Op-Ed

Webster: Jesus and the Mexicans: common bonds

We had a woman who, if nobody else had been, would get saved the last night of revival, but not always every year.

A couple of humble Republicans, one strutting and one dribbling, came down the aisle just in time, repented of error and knelt at the feet of the Tea Party, which was singing Just As We Are, and announced that not only had they got saved but also got called to preach, all during the start of that last verse.

The zeal of approval.

Jesus was a liberal, but the right doesn't think any the more of him for it. Jesus has a lot in common with modern Mexicans. Both are dark skinned and short, and both lived or live in a place where it is pretty easy to get your head cut off. Both Jesus and Mexicans had their country taken over a couple hundred years back by a superior military force, which means for Mexicans, not only did they lose Tucson and Hollywood Boulevard, now they can be instantly jailed for setting foot on their ancient lands.

This is all because of something they call "law."

Because the United States government is not doing enough to see that there is nobody to cut tobacco and wash dishes and court little chubby mountain girls and have pretty babies by them with last names that sound like shortstops, because we find offensive the idea of poor people working real hard for us at low wages to send back to their hungry children in what is left of their native lands, because of all that we need a new law, and we need it soon.

Tea Party to the rescue!

The Republican legislative agenda was passed in the Kentucky Senate after a few minutes of thoughtful debate. It guarantees the right of each Kentuckian to keep and add to their present 37 guns each, and establishes the right to hunt on your property. It establishes that any one of your neighbors has the absolute right to destroy the landscape of your community and pollute or take the water source for your land. Right up there with the right to jury trial, or habeas corpus, will be the right to strip mine.

Lord, plant our feet on lower ground.

Locking up all dark-skinned people without papers will kill farming and Chinese restaurants. Agriculture Commissioner Richie Farmer may have been too busy to notice, but there are still farms out there, and there are times when they need help and they need it cheap. And they need somebody who will work hard in the hottest weather, and either don't complain much, or if they do, you can't understand them anyway.
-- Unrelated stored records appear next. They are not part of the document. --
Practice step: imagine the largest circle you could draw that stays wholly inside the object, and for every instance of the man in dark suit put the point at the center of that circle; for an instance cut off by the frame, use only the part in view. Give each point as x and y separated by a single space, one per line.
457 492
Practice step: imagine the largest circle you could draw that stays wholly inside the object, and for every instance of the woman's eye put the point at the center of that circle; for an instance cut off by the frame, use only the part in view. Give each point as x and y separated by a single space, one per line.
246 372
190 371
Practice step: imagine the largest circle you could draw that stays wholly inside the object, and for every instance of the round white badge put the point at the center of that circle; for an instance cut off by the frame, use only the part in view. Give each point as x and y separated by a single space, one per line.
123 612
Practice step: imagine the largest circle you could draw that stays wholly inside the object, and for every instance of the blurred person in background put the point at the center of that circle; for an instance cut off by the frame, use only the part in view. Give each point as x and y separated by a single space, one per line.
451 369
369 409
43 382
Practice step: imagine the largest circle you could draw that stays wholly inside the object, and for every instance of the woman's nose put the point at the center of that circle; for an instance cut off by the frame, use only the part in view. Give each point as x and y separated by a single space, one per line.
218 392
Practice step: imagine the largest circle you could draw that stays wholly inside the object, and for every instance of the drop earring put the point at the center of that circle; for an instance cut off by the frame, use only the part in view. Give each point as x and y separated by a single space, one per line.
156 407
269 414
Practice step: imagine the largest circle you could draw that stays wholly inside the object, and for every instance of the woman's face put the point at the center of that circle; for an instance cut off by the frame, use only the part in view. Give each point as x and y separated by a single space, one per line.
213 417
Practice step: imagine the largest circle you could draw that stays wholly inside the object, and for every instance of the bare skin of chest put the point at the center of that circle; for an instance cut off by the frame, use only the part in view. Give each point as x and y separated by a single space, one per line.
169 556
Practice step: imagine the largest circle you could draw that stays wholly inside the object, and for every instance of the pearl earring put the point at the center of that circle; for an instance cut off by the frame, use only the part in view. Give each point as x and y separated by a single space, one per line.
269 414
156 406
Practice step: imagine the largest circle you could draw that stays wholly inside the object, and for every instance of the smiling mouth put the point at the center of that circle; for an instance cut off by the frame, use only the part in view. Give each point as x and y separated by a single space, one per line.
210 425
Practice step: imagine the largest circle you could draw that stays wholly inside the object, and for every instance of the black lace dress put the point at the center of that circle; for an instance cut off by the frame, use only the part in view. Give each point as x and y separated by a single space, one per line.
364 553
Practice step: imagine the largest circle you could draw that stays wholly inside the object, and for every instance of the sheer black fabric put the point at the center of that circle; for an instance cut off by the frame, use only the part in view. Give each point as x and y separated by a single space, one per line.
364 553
If Kentucky takes over immigration, the negative effect of arresting illegals will be more than offset by the positive effect of keeping all those new prisons full. As legislators see the folly of their past ways of criminal justice and maybe decide to spend some state money on something other than jails, we have to find prisoners somewhere. We don't want them sending terrorists in here to jail.

Some say the whole idea comes from prison corporations, but that would be cynical. But empty prisons are embarrassing to lawmakers who have been generously provided by the prison business, now a signature industry in Kentucky.

Prisons are soothing to a community, and people who work in prisons get a little weird and that adds color to a town.

The new bill also addresses the question of whether, if you have a kid whose middle name is Junior and he has a kid and names it after himself, is it Junior Junior or the Second?

Gov. Ernie Fletcher addressed this problem in his term but never could get consensus, leaving hundreds of mountain people with an incorrect number of sticks after their name.

Meanwhile, we can only hope and pray certain people are among those 40 politicians with secret bank accounts WikiLeaks plans to out.

In the future, politicians will go back to burying money in coffee cans, like they ought to.

Larry Webster is a Pikeville attorney.